The case with a better analysis of the effect of eliminating and restricting competition is the "Case of Abuse of Market Dominance by Food Pie" in 2021. In this case, the law enforcement agency determined that the main reasons for the exclusion of the effect of restricting competition were: from September 2017 to March 2018, the parties used their dominant position in the relevant markets to formulate and implement the "exclusive delivery rights plan", forcing a large number of restaurants to remove from the platform of the parties concerned in order to maintain a large number of orders and users on the foodpac platform, resulting in a sharp decline in the number of orders from the competitors, the loss of platform users, a sharp decline in sales, and even the inability to continue to operate.

From the discussion in this paragraph, we can see that the analysis of the effect of eliminating and limiting competition has roughly two steps:

(1) Other Internet platforms that are not banned must benefit from the implementation of the act; in other words, their market share has been greatly improved.

(2) The acts involved in the case have increased the operating costs of the banned platforms, making it impossible to compete with the unblocked platforms on the same level, thus being forced to be at a competitive disadvantage.

The Anti-Monopoly Law does not prohibit differential treatment in general, but only prohibits acts of differential treatment that have the effect of eliminating or restricting competition. The above-mentioned analytical requirements can better balance the freedom to ensure the development of Internet platforms that carry out banned acts with the protection of the freedom of competition of banned Internet platforms.

The Supreme People's Court made it clear in the "3Q Case" that if after the implementation of the monopolistic act, the market share of the market entities involved in the case did not change much or even showed a substantial decline, it meant that the act did not have the effect of eliminating or restricting competition.

In addition, this essentially means that the market mechanism already has sufficient regulatory functions, and law enforcement agencies do not need to intervene. The result of the enterprises involved in the case benefiting from discriminatory banning acts and having no other reason to support their market share increase means that the competition mechanism has been artificially undermined, resulting in the inability of the banned platform to form effective competition.

IV. Conclusion

In summary, this article believes that the Internet ban is essentially an act of refusing to trade. The act of refusing to trade can be divided into refusing to conduct transactions with all enterprises and refusing to conduct transactions with some enterprises according to the intensity of their implementation.

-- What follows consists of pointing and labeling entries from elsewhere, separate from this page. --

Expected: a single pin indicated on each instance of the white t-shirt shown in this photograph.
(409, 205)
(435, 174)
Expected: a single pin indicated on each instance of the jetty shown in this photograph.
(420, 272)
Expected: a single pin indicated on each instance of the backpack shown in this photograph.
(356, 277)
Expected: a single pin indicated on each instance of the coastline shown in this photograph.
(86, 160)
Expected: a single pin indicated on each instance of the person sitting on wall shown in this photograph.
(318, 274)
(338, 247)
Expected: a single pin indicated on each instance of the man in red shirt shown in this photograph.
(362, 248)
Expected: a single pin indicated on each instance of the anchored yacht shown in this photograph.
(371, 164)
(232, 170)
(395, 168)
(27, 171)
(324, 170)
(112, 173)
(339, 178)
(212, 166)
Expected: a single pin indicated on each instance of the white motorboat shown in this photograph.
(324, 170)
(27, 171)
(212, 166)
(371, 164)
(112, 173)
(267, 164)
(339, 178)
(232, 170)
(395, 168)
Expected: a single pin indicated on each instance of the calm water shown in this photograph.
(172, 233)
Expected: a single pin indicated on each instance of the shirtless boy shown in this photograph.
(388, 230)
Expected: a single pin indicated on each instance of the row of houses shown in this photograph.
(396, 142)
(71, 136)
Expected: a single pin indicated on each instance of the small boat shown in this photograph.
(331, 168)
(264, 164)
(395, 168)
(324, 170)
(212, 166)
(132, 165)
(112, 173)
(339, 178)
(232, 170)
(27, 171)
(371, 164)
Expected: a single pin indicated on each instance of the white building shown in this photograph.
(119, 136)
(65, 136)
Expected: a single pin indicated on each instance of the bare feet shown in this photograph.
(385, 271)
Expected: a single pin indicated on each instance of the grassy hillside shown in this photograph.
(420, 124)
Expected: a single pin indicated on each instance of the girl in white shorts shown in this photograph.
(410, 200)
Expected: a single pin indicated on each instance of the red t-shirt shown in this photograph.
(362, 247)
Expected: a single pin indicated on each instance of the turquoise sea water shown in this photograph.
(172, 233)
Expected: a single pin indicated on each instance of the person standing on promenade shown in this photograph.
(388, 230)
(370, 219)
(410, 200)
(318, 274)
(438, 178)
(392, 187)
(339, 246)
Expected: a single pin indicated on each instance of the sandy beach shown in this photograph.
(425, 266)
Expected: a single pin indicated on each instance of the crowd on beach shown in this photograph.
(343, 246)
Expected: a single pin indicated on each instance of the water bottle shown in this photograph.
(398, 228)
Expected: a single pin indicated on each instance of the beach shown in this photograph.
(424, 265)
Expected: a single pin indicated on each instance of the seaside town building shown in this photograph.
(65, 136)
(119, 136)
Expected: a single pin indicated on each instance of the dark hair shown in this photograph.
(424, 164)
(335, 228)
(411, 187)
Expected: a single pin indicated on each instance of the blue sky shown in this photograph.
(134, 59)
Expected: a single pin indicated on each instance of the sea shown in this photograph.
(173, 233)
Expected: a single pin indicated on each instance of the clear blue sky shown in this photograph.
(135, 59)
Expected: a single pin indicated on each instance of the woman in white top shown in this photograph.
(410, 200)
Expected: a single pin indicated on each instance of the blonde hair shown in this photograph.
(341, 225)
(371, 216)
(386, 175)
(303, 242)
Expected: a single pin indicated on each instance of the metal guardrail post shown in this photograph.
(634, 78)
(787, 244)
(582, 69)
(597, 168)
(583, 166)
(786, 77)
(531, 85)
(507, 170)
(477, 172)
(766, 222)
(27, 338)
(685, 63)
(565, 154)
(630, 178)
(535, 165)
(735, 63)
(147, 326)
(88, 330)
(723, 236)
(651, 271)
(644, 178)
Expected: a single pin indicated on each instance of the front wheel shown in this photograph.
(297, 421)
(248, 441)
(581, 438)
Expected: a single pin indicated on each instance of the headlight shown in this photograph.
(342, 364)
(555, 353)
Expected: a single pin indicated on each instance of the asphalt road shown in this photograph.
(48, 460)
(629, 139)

The former should follow the path of necessary facilities to solve, but according to the competition situation of the mainland Internet industry, internet bans are difficult to deal with from the perspective of necessary facilities; the latter can be analyzed in the framework of differential treatment, and if the banned platform finds that competitors are not blocked by the banned platforms, they can claim their rights and interests from the perspective of differential treatment.

However, the banned platform must prove that the competitors who were not banned after the occurrence of the act in question benefited from the ban, and their market share gradually declined; and the ban significantly increased its operating costs, making it difficult to compete with other competitors on the same level.